O seu nome papal homenageia Leão XIII, conhecido por desenvolver o ensino social católico moderno durante a Segunda Revolução Industrial. Nessa linha, Leão XIV acredita que a actual Quarta Revolução Industrial, especialmente os avanços em inteligência artificial e robótica, representa “novos desafios para a defesa da dignidade humana, da justiça e do trabalho”.
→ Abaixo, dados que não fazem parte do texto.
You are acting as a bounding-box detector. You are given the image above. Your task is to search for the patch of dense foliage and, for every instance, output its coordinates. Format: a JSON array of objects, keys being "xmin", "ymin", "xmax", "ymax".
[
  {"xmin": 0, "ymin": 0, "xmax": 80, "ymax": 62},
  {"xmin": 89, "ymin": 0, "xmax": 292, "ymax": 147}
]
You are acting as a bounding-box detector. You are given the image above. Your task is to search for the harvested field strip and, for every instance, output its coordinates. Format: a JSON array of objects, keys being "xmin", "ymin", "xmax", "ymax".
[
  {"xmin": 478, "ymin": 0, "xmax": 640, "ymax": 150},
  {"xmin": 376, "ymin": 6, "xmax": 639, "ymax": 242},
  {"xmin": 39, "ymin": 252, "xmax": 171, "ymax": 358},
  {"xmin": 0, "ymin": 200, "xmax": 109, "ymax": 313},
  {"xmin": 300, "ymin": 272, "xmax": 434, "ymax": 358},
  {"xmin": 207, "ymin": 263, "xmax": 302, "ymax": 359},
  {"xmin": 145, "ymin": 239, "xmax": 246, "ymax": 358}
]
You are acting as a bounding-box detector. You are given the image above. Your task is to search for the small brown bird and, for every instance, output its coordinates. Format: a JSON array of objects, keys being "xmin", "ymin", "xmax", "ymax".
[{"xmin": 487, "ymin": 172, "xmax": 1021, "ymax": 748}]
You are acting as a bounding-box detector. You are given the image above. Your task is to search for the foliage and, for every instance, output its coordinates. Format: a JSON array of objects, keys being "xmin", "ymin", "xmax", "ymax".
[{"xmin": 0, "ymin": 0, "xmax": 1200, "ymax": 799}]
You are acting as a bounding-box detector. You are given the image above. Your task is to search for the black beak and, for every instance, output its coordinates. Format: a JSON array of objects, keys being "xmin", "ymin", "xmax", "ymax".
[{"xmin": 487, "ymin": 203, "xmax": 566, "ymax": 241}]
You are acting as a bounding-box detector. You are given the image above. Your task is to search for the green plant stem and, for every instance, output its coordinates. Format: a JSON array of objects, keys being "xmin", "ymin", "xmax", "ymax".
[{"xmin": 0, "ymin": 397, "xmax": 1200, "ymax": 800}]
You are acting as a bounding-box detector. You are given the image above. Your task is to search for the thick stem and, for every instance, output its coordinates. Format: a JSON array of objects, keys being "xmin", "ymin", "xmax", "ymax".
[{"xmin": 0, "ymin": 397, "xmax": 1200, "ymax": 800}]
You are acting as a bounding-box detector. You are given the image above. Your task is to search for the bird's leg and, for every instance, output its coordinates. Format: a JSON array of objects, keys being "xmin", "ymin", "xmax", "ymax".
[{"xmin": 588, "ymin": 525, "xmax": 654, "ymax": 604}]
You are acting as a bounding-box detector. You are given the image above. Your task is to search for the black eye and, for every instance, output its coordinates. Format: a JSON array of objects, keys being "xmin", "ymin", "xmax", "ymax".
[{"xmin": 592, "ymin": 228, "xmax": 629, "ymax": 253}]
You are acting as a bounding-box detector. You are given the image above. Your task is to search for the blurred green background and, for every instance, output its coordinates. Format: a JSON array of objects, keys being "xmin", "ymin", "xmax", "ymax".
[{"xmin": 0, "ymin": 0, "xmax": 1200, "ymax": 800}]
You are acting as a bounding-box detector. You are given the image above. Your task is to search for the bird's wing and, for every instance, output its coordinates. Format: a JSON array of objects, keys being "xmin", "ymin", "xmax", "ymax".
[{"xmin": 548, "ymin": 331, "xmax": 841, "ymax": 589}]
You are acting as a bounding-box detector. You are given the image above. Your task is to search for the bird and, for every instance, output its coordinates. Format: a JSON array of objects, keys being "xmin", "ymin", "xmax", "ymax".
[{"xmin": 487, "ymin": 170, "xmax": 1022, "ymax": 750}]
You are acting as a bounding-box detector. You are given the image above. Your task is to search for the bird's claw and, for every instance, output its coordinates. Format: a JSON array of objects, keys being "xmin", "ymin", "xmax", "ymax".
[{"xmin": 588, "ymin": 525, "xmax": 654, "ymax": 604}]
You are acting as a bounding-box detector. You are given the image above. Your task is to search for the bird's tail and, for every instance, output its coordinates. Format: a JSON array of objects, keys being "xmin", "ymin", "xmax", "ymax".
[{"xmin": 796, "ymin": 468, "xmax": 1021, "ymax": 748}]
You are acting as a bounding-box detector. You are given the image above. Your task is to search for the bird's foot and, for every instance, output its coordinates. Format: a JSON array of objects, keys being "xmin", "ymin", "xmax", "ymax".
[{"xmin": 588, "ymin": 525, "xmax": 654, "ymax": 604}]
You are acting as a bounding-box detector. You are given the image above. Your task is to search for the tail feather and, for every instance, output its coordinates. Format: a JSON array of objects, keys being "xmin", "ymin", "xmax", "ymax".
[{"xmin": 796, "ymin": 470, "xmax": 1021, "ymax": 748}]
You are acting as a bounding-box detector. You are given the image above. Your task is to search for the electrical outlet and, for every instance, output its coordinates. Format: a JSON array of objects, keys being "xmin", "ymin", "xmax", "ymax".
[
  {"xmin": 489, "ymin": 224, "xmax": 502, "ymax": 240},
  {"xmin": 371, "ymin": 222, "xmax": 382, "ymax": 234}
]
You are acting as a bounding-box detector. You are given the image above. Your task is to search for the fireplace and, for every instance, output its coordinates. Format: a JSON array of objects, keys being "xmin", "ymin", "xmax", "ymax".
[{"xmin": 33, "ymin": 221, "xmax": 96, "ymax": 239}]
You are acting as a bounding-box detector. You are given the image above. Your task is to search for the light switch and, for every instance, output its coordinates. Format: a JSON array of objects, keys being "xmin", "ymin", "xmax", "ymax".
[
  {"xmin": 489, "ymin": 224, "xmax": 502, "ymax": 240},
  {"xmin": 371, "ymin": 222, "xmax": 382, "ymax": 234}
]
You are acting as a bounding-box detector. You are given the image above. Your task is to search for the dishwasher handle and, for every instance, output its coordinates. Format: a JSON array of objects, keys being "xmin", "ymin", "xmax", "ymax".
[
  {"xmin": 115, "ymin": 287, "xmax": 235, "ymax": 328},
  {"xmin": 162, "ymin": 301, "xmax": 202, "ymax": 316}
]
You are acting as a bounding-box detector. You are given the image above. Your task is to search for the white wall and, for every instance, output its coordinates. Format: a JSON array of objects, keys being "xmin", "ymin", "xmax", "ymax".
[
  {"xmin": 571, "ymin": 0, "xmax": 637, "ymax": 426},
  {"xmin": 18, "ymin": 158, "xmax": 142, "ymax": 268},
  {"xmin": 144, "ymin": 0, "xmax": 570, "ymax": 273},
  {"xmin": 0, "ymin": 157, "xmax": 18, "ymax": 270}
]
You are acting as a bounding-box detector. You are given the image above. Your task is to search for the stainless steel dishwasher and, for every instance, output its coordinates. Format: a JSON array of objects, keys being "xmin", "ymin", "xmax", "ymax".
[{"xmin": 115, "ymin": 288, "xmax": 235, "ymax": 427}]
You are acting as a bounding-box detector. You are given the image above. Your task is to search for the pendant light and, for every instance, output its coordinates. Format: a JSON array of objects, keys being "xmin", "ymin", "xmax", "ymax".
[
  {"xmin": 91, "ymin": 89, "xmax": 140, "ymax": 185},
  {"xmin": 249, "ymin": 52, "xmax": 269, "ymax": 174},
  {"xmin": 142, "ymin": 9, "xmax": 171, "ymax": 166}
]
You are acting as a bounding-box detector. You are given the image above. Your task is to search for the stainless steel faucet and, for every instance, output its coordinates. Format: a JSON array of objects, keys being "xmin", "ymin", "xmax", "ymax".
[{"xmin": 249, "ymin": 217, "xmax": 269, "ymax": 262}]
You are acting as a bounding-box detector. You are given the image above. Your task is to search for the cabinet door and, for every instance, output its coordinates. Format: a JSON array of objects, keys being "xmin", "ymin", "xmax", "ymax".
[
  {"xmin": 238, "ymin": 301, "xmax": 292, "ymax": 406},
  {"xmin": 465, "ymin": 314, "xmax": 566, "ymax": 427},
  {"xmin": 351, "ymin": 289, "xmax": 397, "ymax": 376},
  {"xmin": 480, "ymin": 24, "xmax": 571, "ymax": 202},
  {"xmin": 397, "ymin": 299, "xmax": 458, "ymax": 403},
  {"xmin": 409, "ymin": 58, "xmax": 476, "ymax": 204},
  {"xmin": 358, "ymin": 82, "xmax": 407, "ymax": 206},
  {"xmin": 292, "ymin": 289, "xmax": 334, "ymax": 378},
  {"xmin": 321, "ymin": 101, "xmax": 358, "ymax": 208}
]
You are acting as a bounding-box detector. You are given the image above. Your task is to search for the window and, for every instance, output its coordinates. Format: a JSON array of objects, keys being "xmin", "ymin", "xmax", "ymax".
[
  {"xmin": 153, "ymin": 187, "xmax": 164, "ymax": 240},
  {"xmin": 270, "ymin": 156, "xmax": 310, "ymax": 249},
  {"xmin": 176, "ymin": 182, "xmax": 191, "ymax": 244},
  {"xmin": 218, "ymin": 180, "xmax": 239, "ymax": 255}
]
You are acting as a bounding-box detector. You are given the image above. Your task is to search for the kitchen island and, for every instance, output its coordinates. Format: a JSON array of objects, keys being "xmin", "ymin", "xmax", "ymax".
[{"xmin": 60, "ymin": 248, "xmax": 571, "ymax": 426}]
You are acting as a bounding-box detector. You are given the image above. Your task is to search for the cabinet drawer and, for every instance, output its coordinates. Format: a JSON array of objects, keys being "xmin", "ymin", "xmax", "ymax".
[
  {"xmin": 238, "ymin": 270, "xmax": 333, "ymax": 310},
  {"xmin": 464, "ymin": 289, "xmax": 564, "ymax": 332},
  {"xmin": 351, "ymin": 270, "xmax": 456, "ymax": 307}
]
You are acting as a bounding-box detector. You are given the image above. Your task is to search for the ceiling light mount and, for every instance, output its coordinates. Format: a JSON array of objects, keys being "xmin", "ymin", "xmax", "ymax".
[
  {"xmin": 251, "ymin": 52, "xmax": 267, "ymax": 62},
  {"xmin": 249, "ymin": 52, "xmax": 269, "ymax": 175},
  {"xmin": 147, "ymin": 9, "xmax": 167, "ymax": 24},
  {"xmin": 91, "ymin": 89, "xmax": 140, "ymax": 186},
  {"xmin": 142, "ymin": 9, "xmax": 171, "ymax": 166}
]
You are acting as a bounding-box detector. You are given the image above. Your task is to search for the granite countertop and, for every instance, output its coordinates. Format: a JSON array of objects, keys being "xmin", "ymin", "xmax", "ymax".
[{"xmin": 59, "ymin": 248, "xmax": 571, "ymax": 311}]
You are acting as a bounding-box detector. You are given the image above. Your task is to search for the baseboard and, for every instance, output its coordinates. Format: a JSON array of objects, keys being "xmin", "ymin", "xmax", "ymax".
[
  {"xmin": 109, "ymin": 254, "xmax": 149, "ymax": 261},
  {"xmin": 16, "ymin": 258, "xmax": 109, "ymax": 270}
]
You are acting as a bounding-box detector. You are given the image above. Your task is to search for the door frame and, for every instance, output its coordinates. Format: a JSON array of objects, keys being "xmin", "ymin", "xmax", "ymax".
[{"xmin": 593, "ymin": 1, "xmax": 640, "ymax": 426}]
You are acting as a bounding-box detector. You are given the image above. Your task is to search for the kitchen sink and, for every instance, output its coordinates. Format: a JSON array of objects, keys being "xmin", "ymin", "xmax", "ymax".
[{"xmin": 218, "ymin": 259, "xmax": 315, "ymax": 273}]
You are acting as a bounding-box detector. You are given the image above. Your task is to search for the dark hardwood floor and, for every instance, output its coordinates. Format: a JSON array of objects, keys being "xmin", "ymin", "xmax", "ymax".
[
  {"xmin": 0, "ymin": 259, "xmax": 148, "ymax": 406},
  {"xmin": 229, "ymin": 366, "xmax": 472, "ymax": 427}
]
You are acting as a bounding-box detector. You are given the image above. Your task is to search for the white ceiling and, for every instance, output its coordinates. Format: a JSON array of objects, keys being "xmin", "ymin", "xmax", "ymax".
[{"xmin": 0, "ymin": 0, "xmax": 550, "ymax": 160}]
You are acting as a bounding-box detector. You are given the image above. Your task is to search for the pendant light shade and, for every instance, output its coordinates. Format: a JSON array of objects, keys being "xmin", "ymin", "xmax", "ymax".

É ainda cedo, prematuro e arriscado prever qual e como será o seu projecto/programa de pastoreio da Igreja. Os seus primeiros gestos, contudo, indicam um compromisso alinhado com a abertura implementada por Francisco e com a continuidade das reformas por ele iniciadas, adaptando-as aos desafios contemporâneos. No seu primeiro discurso, de facto, ele expressou gratidão ao Papa Francisco, destacando a continuidade de uma Igreja voltada para a justiça social e o diálogo.
Ao mesmo tempo, enfatizou a necessidade de Paz efectiva e reconciliação sincera, pedindo o fim imediato dos conflitos na Ucrânia e na Faixa de Gaza, além de assistência humanitária às populações afectadas.
Durante a Missa de inauguração do seu pontificado, no dia 18 de Maio, Leão XIV convidou: “É a hora do amor! Olhem para Cristo e aproximem-se d´Ele” .
Com base nestes primeiros passos e na história pessoal que carrega, podemos antecipar que o pontificado de Leão XIV provavelmente se concentrará em promover:
- a Justiça social, continuando o legado de Francisco, com foco nos migrantes, nos pobres e marginalizados.
- a Paz e a reconciliação, actuando na mediação de conflitos e promoção da Paz mundial.
- os desafios tecnológicos, a partir de uma reflexão ética sobre os impactos da inteligência artificial e da robótica na dignidade humana e no trabalho.
- a Sinodalidade, tornando a Igreja cada vez mais participativa e descentralizada.
- a continuidade pastoral, mantendo a linguagem acessível e acolhedora de Francisco e buscando aproximar a Igreja de todas as pessoas (todos, todos, todos…), para ser cada vez mais uma Igreja em saída.
Que Deus abençoe o Papa Leão XIV e que a Igreja saiba ouvi-lo e acompanhá-lo nos seus bons propósitos.